ON WRIT OF CERTIORARI TO THE UNITED STATES COURT OF APPEALS FOR THE FIRST CIRCUIT

[June 25, 1998]

Justice Stevens, with whom Justice Breyer joins, concurring.

The Court’s opinion demonstrates that respondent’s HIV infection easily falls within the statute’s definition of “disability.” Moreover, the Court’s discussion in Part III of the relevant evidence has persuaded me that the judgment of the Court of Appeals should be affirmed. I do not believe petitioner has sustained his burden of adducing evidence sufficient to raise a triable issue of fact on the significance of the risk posed by treating respondent in his office. The Court of Appeals reached that conclusion after a careful and extensive study of the record; its analysis on this question was perfectly consistent with the legal reasoning in Justice Kennedy’s opinion for the Court; and the latter opinion itself explains that petitioner relied on data that was inconclusive and speculative at best, see ante, at 27—28. Cf. General Electric Co. v. Joiner, 522 U.S. ___ (1997).

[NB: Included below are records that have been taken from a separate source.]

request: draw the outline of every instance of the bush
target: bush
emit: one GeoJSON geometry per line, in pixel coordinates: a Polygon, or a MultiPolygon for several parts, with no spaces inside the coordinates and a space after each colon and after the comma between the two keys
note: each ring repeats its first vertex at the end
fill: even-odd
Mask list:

There are not, however, five Justices who agree that the judgment should be affirmed. Nor does it appear that there are five Justices who favor a remand for further proceedings consistent with the views expressed in either Justice Kennedy’s opinion for the Court or the opinion of the Chief Justice. Because I am in agreement with the legal analysis in Justice Kennedy’s opinion, in order to provide a judgment supported by a majority, I join that opinion even though I would prefer an outright affirmance. Cf. Screws v. United States, 325 U.S. 91, 134 (1945) (Rutledge, J., concurring in result).